In [1]:
%load_ext autoreload
%autoreload 2

import pandas as pd

from preprocessing.preprocess_text import clean_text
from preprocessing.gen_text_embeddings import generate_text_embeddings
import torch
from pytorch_datasets.text_dataset import TextDataset
from torch.utils.data import DataLoader, random_split
from models.vae_text import TextVAE
from torch.optim import Adam

[nltk_data] Downloading package stopwords to
[nltk_data]     /home/mehta.vats/nltk_data...
[nltk_data]   Package stopwords is already up-to-date!


In [2]:
cuda_device = 0 # set the index of the GPU you want to use
torch.cuda.set_device(cuda_device)
torch.backends.cudnn.benchmark = True

# set the maximum GPU memory usage
max_memory_usage = 0.95 # set the maximum memory usage as a fraction of the available memory
# torch.cuda.set_max_memory_allocated(int(torch.cuda.get_device_properties(cuda_device).total_memory * max_memory_usage))
torch.cuda.set_per_process_memory_fraction(max_memory_usage, cuda_device)

In [3]:
print(torch.cuda.max_memory_allocated(cuda_device)/1024/1024/1024)
torch.cuda.empty_cache()

0.0


In [4]:
# Load and preprocess data

instagram_data = pd.read_csv("data/instagram_data.csv")
data = instagram_data.dropna(subset=["description"]).reset_index(drop=True)

print(f"Removed {len(instagram_data) - len(data)} rows due to N/A descriptions.")

# data = data.sample(frac=0.1)

post_descriptions = (
    data["description"]
    .apply(lambda text: clean_text(text) if type(text) == str else text)
    .tolist()
)

post_classes = data["Party"].tolist()

  instagram_data = pd.read_csv("data/instagram_data.csv")


Removed 7662 rows due to N/A descriptions.


In [5]:
# Generate Text Embeddings
text_embeddings, word_index_mapping = generate_text_embeddings(post_descriptions, 32)

In [6]:
# Create datasets
dataset = TextDataset(post_descriptions, word_index_mapping, post_classes)

train_dataset, test_dataset = random_split(dataset, [0.8, 0.2])
print(len(dataset))
print(len(train_dataset))
print(len(test_dataset))

373325
298660
74665


In [None]:
# Train model

num_epochs = 10
batch_size = 32

train_dataloader = DataLoader(train_dataset, batch_size=batch_size, shuffle=True)
test_dataloader = DataLoader(test_dataset, batch_size=batch_size, shuffle=False)

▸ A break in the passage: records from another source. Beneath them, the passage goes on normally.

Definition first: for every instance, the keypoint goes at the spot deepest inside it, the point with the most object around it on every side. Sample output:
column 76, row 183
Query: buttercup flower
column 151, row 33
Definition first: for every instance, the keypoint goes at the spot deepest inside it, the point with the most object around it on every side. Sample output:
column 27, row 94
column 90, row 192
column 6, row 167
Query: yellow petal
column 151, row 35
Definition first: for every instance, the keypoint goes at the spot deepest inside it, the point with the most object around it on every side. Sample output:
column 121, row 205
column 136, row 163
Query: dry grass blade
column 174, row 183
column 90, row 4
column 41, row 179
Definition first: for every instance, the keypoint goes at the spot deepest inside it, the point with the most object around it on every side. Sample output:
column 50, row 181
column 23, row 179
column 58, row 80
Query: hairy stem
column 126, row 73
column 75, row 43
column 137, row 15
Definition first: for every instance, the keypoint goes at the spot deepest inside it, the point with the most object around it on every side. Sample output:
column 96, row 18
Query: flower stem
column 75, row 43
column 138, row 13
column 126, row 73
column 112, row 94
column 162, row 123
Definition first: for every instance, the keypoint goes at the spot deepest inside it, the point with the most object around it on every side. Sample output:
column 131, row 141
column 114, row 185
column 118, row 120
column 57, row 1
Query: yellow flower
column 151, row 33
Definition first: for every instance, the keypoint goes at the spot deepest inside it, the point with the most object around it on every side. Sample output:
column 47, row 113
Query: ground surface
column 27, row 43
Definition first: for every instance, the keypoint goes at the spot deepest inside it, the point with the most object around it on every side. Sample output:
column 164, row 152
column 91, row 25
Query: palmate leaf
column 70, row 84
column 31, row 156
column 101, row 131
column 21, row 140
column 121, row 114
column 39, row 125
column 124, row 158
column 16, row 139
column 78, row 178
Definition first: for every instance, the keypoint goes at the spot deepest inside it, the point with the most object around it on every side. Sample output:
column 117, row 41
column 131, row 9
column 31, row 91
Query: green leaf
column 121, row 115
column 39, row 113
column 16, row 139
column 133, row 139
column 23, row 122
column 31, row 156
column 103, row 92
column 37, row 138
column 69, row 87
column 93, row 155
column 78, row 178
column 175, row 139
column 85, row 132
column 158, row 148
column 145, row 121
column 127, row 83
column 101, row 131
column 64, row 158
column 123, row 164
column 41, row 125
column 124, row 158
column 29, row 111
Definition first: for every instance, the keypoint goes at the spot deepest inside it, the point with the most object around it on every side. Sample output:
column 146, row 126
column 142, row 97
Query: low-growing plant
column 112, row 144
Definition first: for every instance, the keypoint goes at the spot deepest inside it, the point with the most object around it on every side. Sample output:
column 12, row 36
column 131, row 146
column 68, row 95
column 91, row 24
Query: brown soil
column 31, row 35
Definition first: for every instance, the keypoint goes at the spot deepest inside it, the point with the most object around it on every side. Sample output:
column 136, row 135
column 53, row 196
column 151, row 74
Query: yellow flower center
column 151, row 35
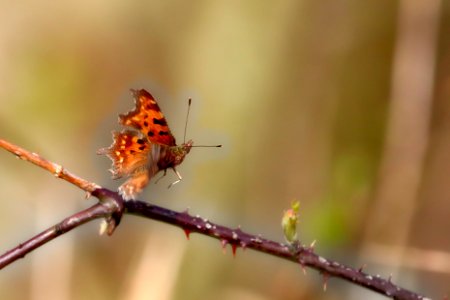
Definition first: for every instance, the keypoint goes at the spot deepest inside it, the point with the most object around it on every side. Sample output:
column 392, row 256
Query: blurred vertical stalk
column 407, row 132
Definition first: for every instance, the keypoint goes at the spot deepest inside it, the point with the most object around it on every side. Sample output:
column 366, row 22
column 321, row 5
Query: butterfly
column 146, row 149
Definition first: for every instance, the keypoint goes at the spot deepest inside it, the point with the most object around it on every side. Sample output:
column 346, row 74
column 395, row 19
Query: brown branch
column 112, row 206
column 55, row 169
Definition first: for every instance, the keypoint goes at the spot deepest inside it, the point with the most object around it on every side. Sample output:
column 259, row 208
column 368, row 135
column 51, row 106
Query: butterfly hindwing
column 148, row 119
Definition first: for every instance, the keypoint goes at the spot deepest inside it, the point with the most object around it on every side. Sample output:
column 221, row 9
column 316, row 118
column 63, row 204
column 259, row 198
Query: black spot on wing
column 161, row 121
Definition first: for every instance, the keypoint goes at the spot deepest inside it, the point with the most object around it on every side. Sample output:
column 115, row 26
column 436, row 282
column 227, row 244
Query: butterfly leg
column 176, row 181
column 164, row 174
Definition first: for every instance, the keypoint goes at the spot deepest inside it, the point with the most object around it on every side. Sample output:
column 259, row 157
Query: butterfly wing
column 135, row 157
column 148, row 119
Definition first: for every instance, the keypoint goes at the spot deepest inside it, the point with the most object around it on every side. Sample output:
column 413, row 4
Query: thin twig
column 55, row 169
column 111, row 207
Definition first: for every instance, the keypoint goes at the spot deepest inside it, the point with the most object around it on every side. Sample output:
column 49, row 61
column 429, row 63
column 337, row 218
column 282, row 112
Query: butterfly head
column 181, row 151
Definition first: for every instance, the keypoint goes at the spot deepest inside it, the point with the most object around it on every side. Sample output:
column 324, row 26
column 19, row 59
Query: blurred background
column 343, row 105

small_dataset = TextDataset(post_descriptions[:1000], word_index_mapping, post_classes[:1000])
small_dataloader = DataLoader(small_dataset, batch_size=batch_size, shuffle=False)

device = "cuda:0" if torch.cuda.is_available() else "cpu"

print(f"Using {device} device")

model = TextVAE(device, 32, 32, text_embeddings, dataset.padding_index, dataset.num_post_classes).to(device)
optimizer = Adam(model.parameters(), lr=1e-3)

for epoch in range(num_epochs):
    model.train()
    train_loss = 0
    correct = 0

    for batch_idx, (text, party) in enumerate(train_dataloader):
        text = text.to(device)

        decoded_text, mu, logvar, classifier_result = model(text)
        
        optimizer.zero_grad()

        loss = model.loss_function(
            text, party, decoded_text, mu, logvar, classifier_result
        )
        loss.backward()

        train_loss += loss.item()
        optimizer.step()
        
        correct += (party == torch.argmax(classifier_result, dim=-1).detach().cpu()).sum().item()

    print(f"Train Epoch: {epoch+1} \tAccuracy: {(correct * 100) / len(train_dataset):.2f}% \tLoss: {train_loss / len(train_dataloader):.6f}")


Using cuda:0 device
208232
208231


In [None]:
# Test Model

model.eval()
test_loss = 0
test_correct = 0

for batch_idx, (image_embedding, party) in enumerate(test_dataloader):
    image_embedding = image_embedding.to(device)

    decoded_image, mu, logvar, classifier_result = model(image_embedding)

    loss = model.loss_function(
        image_embedding, party, decoded_image, mu, logvar, classifier_result
    )

    test_loss += loss.item()

    test_correct += (party == torch.argmax(classifier_result, dim=-1).detach().cpu()).sum().item()

print(f"Test Metrics \tAccuracy: {(test_correct * 100) / len(test_dataset):.2f}% \tLoss: {test_loss / len(test_dataloader):.6f}")